Como último objetivo deste estudo, nos propusemos a verticalizar a
reflexão acerca do português como uma língua heterogênea, no sentido de
desnaturalizar e combater o preconceito linguístico. No momento em que
estávamos às voltas com a elaboração do projeto de pesquisa que culminou
com esta dissertação, acompanhamos uma barulhenta polêmica na mídia
nacional em torno do livro didático de língua portuguesa Por uma vida melhor,
distribuído pelo MEC. A polêmica foi deflagrada por uma notícia bombástica,
divulgada pelo jornalista Alexandre Garcia, no programa matinal Bom Dia Brasil
da Rede Globo, reprovando o MEC e os autores do famigerado livro, por
fomentar o uso do português errado. A notícia rendeu pauta para os meses de
maio e junho de 2011, com profissionais das mais diversas áreas de
conhecimento e mídia se pronunciando a favor ou contra a interpretação
sociolinguística assumida pelos autores do livro em consonância com os
Parâmetros Curriculares Nacionais de Língua Portuguesa.

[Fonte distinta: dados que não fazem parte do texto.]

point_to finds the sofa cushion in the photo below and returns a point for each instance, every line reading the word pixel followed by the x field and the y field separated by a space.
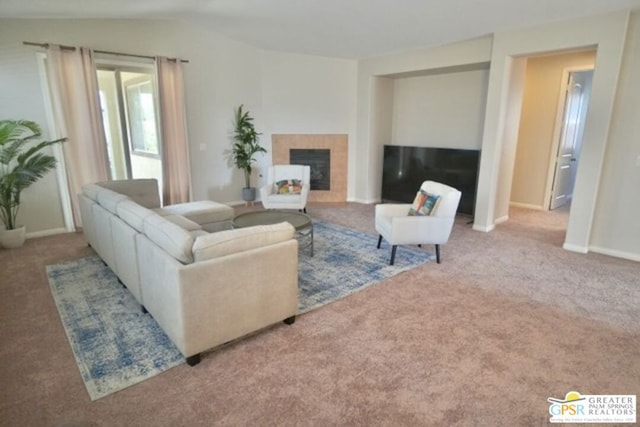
pixel 202 212
pixel 241 239
pixel 183 222
pixel 143 191
pixel 175 240
pixel 133 214
pixel 109 199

Olhando
172
atentamente para essa polêmica em torno da língua a ser ensinada na escola
no século XXI, é inevitável não pensarmos na atualidade da polêmica
vivenciada pelos modernistas no início do século XX. Na época de Mário, ele
cobrava o empenho dos filólogos que, ao invés de se aplicarem em reformas
ortográficas patrioteiras, deveriam “fornecer aos artistas uma codificação das
tendências e constâncias da expressão linguística nacional” (ALB-MM, [1942]
2002, p. 270). Hoje contamos com linguistas, sociolinguistas e dialetólogos que
já avançaram muito na descrição e codificação do português brasileiro, mas,
fora da comunidade ética dos linguistas, continuamos tão indigentes quanto
Mário de Andrade. Apenas nós, linguistas, acreditamos e defendemos o
princípio de que “uma língua é sempre várias línguas”, contra o princípio de
que “uma língua é sempre a mesma língua”, independentemente do espaço e
do tempo e de por quem seja usada. Desalentado com os resultados das
pesquisas sobre a língua nacional em sua época, Mário invocou José de
Alencar para prognosticar que seria preciso esperar outro movimento
modernista para que as constâncias sintáticas que de fato caracterizavam a
fala brasileira fossem codificadas: “isso decerto ficará para o futuro movimento
modernista, amigo José de Alencar, meu irmão” (ALB-MM, [1942] 2002, p.
271). Por nossa vez, nós linguistas que, um século depois, estamos ajudando a
codificar a pluralidade de normas que compõem o português brasileiro,
prognosticamos, amigo Mário de Andrade, que será preciso mais um século
para mudar o pensamento linguístico monoteísta da praça pública.